Üç gün sonra sıra Thermage’a geldi.

Koltuğa uzanıp elinize bir ayna alıyorsunuz. Ziya Bey elindeki çıkartmayı yüzünüze yapıştırıyor ve suratınız Amiral Battı oynanan kağıda dönüyor. A1, A2, A3... Her bir kareye kare uçlu bir aletle radyo dalgası veriliyor. Yüzünüz biraz ısınıyor. Ama acımaması gerek. Dozunu sizin yönlendirmenizle doktor ayarlıyor ve bir buçuk saat süren seans başlıyor.

Sonrası bu kadar. Gene eve gidip kremlerinizi sürüyor ve ertesi gün hayatınıza devam ediyorsunuz. Ve her geçen gün yüzünüzün biraz daha gerildiğini, yere bakan yanaklarınızın yukarı çekildiğini hissediyorsunuz. Ziya Şaylan ilk ciddi farkın bir ay sonra ortaya çıktığını, dört ay sonra ise kadınların mutluluktan çığlıklar attıklarını söylüyor.
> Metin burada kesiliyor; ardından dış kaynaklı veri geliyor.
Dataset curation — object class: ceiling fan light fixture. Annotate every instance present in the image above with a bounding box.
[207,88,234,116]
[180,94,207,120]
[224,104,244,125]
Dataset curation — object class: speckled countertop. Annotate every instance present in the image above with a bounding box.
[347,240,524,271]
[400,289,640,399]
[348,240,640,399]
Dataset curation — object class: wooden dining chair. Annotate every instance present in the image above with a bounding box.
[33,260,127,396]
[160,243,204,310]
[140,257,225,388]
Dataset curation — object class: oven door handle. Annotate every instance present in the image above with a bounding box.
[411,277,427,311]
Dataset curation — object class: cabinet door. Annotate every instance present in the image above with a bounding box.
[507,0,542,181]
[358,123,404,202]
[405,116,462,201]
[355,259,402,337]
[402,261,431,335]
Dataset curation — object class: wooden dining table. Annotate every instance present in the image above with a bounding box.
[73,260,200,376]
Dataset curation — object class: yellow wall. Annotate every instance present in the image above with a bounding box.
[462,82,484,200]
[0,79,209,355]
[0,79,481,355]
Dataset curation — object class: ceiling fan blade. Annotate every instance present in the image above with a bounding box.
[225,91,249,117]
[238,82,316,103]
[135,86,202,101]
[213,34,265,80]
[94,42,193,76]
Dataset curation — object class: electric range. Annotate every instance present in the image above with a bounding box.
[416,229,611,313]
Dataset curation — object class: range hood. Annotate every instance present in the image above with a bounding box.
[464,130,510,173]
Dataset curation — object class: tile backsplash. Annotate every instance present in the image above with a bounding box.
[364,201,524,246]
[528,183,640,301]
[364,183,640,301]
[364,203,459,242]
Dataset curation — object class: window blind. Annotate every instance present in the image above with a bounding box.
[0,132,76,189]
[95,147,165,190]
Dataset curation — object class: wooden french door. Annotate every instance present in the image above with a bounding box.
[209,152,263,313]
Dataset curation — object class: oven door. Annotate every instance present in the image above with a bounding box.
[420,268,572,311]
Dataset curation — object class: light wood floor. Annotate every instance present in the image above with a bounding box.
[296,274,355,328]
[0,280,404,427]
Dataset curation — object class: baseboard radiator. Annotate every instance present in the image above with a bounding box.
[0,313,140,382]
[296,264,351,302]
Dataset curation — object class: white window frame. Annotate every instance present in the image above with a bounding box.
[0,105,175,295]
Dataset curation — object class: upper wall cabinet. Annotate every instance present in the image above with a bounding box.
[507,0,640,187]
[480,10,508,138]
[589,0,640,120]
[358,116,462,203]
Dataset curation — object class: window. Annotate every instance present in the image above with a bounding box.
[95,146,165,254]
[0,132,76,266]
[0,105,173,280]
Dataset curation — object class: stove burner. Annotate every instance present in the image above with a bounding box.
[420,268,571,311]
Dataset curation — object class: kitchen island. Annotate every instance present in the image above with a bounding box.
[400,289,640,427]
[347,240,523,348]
Ve unutmayın ki bu etki üç-dört yıl devam ediyor!

Ziya ve Lale Şaylan ile Thermage’ımı kutlamaya Selmin Çapa’nın işlettiği Bebek No.1’e gittik. Müthiş keyifli bir yemek yedik. Ama sayfa doldu, Selmin’in yeni yerini artık gelecek hafta yazarım.

Ve son söz: Bir gün bıçak altına yatarsam, Dr. Ziya’ın neşterinin altına yatarım.